3.4. Functional diversity of soil microorganisms
Changes in soil microbial activity and functional metabolic indices under different straw return amounts after 192 h of incubation are presented in Fig. S2. The AWCD values of all treatments increased gradually with the extension of incubation time in the following sequence: S2 > S1 > S1/2 > S0, indicating that soil microbial metabolic activity increased with an increased amount of straw returned. The AWCD of each treatment increased rapidly at 24–72 h and stabilised after 120 h of incubation. Concurrently, the AWCD in S2 was significantly increased by 94.6% and 70.8% (P < 0.05) compared with those in S0 and S1/2 (Fig. S3a). The Shannon and Simpson indices demonstrated a progressive increase with increasing levels of straw returned, and significant differences were noted among the treatments (P < 0.05). No significant difference (P > 0.05) in the Pielou index was observed among the treatments (Fig. S3d). Principal component and 2-way cluster heatmap analyses were performed based on the AWCD values of 31 carbon sources at 120 h (Figs 3 and S4). Both analyses revealed similar carbon source utilisation patterns across the treatments, with S1/2 distinguishing between S0 and S1 and S2 distinguishing between all treatments. Based on the PCA, the correlation strength between the three principal components and each type of carbon source was further analysed (Table S3). The carbon sources with an absolute loading value >0.6 were the main carbon sources for soil microbial metabolism. The results revealed that the types of carbon sources contributing to the heterogeneity of soil microbial carbon metabolism were primarily carbohydrates, amino acids, and carboxylic acids, consistent with the cluster heatmap results.
3.5. Correlation between soil carbon and nitrogen fractions and soil microorganisms
Straw application affected the soil carbon and nitrogen fractions and soil microorganisms. It indirectly affected the soil carbon and reservoirs by affecting soil microorganisms. Bacteria and fungi with high relative abundances at the phylum and genus levels were selected for RDA (Fig. 4) and Pearson correlation heatmap analyses (Fig. 5), respectively. The correlation between the two was explained based on these analyses. The RDA results revealed that among the soil bacteria, Proteobacteria played a major role (P = 0.002) in explaining the changes in soil carbon fractions, whereas Acidobacteriota was the main factor (P = 0.004) causing changes in the soil nitrogen fractions. Among the soil fungi, Mortierellomycota explained 30.1 % and 29.3 % (P < 0.05) of the changes in soil carbon and nitrogen fractions, respectively. Compared to other carbon sources, carbon sources of amino acids had the highest explanatory power for the changes in soil carbon and nitrogen fractions (54.3 % and 48.5 %, respectively, P < 0.01).

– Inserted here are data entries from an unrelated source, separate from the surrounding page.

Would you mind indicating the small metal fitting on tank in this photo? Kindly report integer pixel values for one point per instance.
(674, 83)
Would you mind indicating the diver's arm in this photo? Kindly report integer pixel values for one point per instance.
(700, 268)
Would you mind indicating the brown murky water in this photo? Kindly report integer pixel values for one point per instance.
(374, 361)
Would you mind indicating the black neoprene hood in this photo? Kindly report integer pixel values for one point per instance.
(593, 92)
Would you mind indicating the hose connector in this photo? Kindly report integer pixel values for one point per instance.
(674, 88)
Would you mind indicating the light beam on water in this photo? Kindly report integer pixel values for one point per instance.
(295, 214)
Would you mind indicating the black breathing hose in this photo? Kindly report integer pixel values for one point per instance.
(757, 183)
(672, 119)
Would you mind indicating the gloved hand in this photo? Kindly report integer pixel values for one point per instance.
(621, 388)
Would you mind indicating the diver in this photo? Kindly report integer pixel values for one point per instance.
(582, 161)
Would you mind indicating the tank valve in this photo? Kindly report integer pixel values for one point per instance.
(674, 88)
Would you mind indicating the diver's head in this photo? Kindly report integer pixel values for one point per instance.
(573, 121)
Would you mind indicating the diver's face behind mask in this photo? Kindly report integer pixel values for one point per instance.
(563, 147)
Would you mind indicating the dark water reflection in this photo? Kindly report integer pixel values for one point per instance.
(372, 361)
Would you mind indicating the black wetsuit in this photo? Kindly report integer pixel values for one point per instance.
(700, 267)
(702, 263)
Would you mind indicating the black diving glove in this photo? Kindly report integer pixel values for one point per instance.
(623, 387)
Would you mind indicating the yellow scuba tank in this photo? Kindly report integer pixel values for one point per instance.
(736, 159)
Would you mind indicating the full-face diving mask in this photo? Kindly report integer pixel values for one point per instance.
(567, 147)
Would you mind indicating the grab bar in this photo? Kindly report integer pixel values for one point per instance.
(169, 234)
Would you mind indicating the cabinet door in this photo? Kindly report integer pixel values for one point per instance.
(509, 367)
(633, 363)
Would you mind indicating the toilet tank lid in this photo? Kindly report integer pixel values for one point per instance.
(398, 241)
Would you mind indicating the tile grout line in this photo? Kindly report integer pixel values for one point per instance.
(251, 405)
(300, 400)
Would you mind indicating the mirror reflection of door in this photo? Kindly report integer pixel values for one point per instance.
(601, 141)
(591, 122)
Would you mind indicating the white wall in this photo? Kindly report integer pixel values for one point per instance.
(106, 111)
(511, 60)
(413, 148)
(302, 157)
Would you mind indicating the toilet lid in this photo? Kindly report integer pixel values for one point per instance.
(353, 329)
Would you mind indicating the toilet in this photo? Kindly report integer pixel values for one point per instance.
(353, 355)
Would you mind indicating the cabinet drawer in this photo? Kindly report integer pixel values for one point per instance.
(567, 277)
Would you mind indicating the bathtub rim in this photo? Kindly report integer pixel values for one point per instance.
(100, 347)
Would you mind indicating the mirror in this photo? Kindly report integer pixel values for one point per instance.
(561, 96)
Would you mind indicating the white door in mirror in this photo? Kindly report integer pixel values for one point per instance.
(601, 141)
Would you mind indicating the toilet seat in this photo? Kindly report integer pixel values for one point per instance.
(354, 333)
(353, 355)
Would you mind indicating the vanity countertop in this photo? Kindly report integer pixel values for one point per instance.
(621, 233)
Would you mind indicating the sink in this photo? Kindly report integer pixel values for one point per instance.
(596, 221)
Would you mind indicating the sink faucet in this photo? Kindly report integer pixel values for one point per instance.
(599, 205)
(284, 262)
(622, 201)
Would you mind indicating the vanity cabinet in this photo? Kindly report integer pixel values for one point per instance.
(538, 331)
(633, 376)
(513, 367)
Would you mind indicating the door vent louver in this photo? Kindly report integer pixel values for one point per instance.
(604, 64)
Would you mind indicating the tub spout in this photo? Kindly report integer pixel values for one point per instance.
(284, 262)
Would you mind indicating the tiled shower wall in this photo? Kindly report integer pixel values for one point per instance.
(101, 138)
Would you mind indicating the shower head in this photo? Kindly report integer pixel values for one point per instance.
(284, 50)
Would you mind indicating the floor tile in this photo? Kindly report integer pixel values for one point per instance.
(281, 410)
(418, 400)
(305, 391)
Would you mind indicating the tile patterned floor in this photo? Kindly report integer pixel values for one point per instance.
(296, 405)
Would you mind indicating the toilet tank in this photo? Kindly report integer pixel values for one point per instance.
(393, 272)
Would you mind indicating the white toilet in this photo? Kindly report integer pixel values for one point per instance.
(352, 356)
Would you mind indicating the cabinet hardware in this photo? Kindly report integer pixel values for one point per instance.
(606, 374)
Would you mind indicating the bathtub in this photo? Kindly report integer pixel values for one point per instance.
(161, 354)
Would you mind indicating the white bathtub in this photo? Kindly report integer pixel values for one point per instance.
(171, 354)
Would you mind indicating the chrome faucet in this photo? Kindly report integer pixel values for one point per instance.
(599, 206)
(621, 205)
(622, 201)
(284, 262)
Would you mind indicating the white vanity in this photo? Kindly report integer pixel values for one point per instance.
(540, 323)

Results of the correlation heatmap analysis were consistent with those of the RDA (Fig. 5). A significant (P < 0.05) or highly significant (P < 0.001) positive correlation was observed between Proteobacteria and the soil carbon and nitrogen fractions and a significant (P < 0.05) or highly significant (P < 0.001) negative correlation was observed between Acidobacteriota and the soil carbon and nitrogen fractions. There was a strong correlation between the two bacteria and the DOC, MBC, and LFON variables (P < 0.001). Significant positive (P < 0.05) and negative (P < 0.05) correlations in the soil fungi and soil carbon and nitrogen fractions were observed between Mortierellomycota and Ascomycota, respectively, with a significant positive correlation (P < 0.01) between Mortierellomycota and DON. Carbon sources with strong correlations with the soil carbon and nitrogen pools were concentrated in amino acids, carbohydrates, carboxylic acids, and polymers (particularly amino acids). For example, amino acid carbon sources such as glycyl-L-glutamic acid and L-asparagine exhibited significant (P < 0.05 and P < 0.01) or highly significant positive correlations (P < 0.001) with DOC, MBC, and LFON. The PLS-PM results revealed that straw return was the main factor affecting the soil carbon and nitrogen fractions (Fig. 6). Moreover, straw return significantly (P < 0.05) affected the soil carbon fraction by influencing soil bacterial diversity.